The single touch is enough to make the movements of her limbs and chest calmer, although the anguish is still evident in the nonsensical mumbling and beads of sweat slipping off her cheeks, which only pushed me further.

"Hey," I whisper, leaning forward, closer to her ear, hoping that it wasn't enough to wake Wanda up, but just enough to rescue her from whatever terror it was this time, "It's okay. You're okay. You're safe..." At this point I'm so focused on Wanda's well being that I don't realize I've bounced back to my old habit of drawing small patterns on her chest, "It's not real, it's just a dream. I'm here, I..." this was the part where I would normally go on and on about how much I love her, "I... missed you." I gulp, forcefully holding back the tears that threatened to overflow their threshold as I continued to speak softly to her, recognising the rushed heartbeats only Wanda was ever able to awaken in me.

   I smile when her expression becomes less antagonised, a little bit at least. Her breathing is fully back to normal and her muscles are finally relaxed. I wasn't sure that after everything I put her through, that her body would ever want to succumb to me but... I was glad I was able to do something. The one thing I am almost 100 percent sure about is that Wanda doesn't deserve that kind of pain, that kind of suffering, no matter what position she holds on the matter.

   She's cut her hair, which is odd to my eyes, I've longed for her longer locks, even if I was an unwilling patient to admitting the truth of that. Under the touch of my hand, it doesn't take an expert in anatomy to know that she's bulked up a little, pondering the question: how many hours had she spent in the gym?

   Deciding to leave before she could wake up and catch me in this unexplainable situation, I remove my hand slowly from her chest, already missing the warmth it held. Risking one last glance at her peaceful features, I quietly turn to leave the bed and let my feet fall to the floor.

   "Y/N."

   That word, my name, is enough to make me freeze. I do my utter best to ignore the thumping in my chest from my heartbeats, the trembling of my hands gripping the sheets, I open my eyes and tilt my head to look behind me.

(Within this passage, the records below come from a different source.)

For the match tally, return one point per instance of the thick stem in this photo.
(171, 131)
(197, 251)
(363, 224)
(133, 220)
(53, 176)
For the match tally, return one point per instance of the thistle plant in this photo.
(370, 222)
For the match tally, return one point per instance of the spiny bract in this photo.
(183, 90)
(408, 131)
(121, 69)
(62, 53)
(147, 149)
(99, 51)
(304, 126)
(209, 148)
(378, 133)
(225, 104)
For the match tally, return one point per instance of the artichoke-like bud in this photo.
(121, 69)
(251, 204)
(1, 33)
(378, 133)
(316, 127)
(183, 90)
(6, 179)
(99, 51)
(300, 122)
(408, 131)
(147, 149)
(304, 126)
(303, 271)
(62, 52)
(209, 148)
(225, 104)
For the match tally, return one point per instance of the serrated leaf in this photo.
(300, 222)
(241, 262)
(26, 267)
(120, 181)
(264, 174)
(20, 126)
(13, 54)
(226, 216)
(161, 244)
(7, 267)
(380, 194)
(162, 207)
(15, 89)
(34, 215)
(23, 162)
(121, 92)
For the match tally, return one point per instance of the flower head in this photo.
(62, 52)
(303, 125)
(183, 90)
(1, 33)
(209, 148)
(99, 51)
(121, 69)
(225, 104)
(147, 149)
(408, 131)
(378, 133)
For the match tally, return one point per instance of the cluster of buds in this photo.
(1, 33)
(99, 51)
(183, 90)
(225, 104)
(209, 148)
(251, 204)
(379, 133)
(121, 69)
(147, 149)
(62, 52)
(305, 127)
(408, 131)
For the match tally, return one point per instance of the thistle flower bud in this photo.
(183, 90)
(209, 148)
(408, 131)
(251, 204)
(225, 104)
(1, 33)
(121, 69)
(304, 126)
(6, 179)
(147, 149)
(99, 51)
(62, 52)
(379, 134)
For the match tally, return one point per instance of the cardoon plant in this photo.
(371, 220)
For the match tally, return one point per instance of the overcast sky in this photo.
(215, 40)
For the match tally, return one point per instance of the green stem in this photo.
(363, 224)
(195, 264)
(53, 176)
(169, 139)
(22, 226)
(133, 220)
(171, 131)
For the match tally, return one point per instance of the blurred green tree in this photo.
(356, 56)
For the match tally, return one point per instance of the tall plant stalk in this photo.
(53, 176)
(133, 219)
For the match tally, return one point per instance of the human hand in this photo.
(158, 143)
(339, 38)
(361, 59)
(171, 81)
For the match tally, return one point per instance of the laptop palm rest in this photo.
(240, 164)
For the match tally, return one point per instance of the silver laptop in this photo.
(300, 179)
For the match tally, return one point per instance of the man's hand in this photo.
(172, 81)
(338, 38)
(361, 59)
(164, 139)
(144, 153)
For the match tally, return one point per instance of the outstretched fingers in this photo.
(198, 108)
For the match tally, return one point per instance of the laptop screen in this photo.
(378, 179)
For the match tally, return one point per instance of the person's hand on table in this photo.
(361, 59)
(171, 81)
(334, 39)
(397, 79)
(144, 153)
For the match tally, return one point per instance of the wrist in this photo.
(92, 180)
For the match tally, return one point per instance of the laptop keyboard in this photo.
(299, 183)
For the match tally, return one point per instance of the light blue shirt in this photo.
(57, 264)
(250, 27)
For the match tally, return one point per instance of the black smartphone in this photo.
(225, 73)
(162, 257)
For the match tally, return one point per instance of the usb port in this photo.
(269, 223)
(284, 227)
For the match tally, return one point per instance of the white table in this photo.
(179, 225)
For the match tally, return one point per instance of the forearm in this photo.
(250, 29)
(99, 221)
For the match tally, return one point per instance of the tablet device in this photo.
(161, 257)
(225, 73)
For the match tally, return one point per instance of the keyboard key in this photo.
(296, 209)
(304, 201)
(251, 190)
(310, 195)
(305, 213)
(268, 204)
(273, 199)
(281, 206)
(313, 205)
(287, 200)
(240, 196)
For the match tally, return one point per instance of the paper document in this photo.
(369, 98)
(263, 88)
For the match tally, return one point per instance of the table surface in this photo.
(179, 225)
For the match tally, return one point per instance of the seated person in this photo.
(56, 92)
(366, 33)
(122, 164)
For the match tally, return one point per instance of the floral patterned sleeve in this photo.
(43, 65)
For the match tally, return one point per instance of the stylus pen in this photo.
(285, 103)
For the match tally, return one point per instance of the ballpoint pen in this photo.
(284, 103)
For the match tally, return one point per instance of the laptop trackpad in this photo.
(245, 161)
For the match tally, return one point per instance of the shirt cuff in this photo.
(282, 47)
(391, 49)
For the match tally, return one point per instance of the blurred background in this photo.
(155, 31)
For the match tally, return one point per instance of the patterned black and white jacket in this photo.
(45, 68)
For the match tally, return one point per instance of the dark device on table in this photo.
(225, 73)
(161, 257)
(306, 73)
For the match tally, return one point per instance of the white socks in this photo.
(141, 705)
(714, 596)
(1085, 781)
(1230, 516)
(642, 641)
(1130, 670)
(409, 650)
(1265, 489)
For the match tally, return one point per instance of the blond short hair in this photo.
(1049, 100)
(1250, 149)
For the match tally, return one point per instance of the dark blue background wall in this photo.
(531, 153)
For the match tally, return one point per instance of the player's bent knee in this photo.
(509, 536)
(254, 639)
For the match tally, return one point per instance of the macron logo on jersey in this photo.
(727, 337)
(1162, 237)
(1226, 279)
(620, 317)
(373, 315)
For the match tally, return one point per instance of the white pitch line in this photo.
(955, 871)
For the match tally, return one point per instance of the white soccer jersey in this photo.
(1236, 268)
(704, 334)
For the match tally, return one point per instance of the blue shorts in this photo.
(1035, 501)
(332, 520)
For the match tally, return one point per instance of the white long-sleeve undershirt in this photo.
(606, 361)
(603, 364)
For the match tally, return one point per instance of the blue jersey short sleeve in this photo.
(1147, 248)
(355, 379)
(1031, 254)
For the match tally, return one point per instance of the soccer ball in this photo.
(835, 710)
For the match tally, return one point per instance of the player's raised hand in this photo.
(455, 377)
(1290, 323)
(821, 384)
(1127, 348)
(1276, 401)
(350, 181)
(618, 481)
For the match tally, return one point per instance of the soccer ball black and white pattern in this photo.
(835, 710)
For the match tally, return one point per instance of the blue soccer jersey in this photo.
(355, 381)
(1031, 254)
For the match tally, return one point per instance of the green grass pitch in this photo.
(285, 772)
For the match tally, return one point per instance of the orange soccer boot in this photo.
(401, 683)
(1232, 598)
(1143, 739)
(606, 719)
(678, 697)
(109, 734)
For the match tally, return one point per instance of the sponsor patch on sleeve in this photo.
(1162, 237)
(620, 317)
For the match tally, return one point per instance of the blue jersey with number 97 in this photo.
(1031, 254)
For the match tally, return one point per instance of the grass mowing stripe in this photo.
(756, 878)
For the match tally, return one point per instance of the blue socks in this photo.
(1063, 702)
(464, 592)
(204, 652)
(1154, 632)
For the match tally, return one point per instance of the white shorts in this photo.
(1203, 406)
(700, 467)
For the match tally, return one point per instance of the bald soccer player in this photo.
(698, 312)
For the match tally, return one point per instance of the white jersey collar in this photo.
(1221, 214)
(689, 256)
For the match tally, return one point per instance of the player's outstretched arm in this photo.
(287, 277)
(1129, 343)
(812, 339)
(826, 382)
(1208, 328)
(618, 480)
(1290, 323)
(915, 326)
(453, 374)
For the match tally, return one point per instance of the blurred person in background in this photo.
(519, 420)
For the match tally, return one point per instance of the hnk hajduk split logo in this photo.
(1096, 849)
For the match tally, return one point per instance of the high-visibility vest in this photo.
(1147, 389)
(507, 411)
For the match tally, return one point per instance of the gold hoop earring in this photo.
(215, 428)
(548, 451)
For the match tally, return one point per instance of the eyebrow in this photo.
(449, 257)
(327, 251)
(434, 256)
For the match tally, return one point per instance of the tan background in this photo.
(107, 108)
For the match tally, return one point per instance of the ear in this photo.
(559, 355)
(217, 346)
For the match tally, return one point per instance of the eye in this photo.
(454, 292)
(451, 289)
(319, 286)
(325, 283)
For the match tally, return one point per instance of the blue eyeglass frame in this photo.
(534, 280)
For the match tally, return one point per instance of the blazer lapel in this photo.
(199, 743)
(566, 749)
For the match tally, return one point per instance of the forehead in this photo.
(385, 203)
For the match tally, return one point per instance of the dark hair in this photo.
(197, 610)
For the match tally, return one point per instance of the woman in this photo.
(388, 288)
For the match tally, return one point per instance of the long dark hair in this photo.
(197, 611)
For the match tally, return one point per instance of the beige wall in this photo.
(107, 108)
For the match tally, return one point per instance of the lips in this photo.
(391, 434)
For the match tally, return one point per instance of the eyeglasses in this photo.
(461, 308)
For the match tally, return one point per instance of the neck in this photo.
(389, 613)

   She's still peacefully sleeping, unmoved, except for her hand which was touching where I was touching moments ago. I let out a relieved sigh.

   "Y/N... Y/N..."

   Nothing but careless whispers, sufficient enough to make my heart beat erratically again. Is she dreaming of me? Can she sense my presence? I want to move and leave Wanda to her privacy but something is blocking the commands from my brain to my legs, otherwise I would go. The next whisper she utters is what unclogs my cells, my transmitters, my everything.

   "I'm sorry, baby... I'm sorry."

   The simple and unconscious words are enough to pull a torrent of tears and sobs from me as I rush out of her room, allowing myself to cry in the comfort of my own bed.